USDA Chief Confident of Ethanol Blend Increase

U.S. Secretary of Agriculture Tom Vilsack believes that the Environmental Protection agency will increase the amount of ethanol allowed in regular gasoline above the current ten percent.

“I’m very confident that we’re going to see an increase in the blend rate,” said Vilsack in a telephone press conference from Iowa on Friday.

Vilsack also said that long-term extensions of the ethanol subsidies are needed in order to attract private capital to meet the mandate of 36 billion gallons of ethanol production by 2022. “We need a plan. We need to show that there’s a way to get to 36 billion gallons,” he said. “We want to find out how many refineries we need to build, we need to find out what feedstocks need to be advanced in terms of research and development. We need to figure out how to do things more efficiently with our current systems and how we might be able to incent those efficiencies. We need to figure out a distribution system and how many blender pumps are we gonna need and where are they going to be located and how do we get started doing that.”

The secretary says he has a team working on that plan and hopes to have it ready by the end of summer.

8 thoughts on “USDA Chief Confident of Ethanol Blend Increase

  1. This is simple. Basically, you need one 10 Million gallon/yr biorefinery in each county (there are a little more than 3,000 counties in the U.S., and virtually every one can supply the feedstock for a cellulosic ethanol refinery.

    By having 3,000 10 mgpy refineries most feedstock will not need to be transported more than 4 miles (this is important due to the low “density” of cellulosic feedstocks.)

    On top of that we will get about 5 Million gpy from corn cobs, and “Fiberight” says it can do about 10 Million gpy from waste paper, etc from Municipalities.

    Not only will the feedstocks not be transported far, but the “Product” will not require Pipelines, Trains, etc. These amounts can/will be used locally.

    The “key” to the “pump” question is, simply, mandate all cars be flexfuel. The Pumps will follow. This is all so simple that only a government could make it “complicated.”

  2. That should have been 5 Billion gpy from cobs, and 10 Billion gpy from paper, etc.

  3. And there is no better time to mandate all cars to be flex fuel than now, seeing for the foul oil spewing out of the gulf killing everything in its path.

  4. In agreement with above comments.

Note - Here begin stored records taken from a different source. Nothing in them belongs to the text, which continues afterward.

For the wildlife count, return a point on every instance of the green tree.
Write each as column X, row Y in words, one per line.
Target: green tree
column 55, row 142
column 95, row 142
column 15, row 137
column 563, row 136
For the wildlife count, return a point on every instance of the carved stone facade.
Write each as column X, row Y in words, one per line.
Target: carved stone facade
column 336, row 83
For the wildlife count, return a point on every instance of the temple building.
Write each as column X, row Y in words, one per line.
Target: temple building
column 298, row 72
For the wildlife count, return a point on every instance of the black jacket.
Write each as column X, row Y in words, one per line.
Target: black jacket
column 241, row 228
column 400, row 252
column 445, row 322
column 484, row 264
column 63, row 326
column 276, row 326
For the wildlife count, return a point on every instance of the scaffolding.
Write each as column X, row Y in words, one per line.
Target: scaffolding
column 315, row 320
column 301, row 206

All Ford/GM cars sold in Brazil are flex fuel; nothing technologically prevents from doing it on US soil; and financially its only $100 more per car – mute point. Blender pumps capable of proportional gas/ethanol mix between 1% and 99% are all over Brazil. However it takes UL more than two years to approve the first one in US – what’s wrong with these testing guys?? THe sticking point is still an infrastructure where more fuel storage farms would have to be made ethanol-compliant, however this is a business-driven process.
    I do not even see a need for a government mandate to have all new cars being flex-fuel. All it takes, in my view, is by EPA/DOE/DOT to mandate an availability of 10-85% blends of ethanol at every pump (on a roll out schedule) much like MTBE bans were effected or Clean Air act was enforced. The car industry will be drawn by economics to follow.

  5. i agree with kum dollison & joseph —There is NO better time to mandate ALL cars to be flex fuel than NOW !!!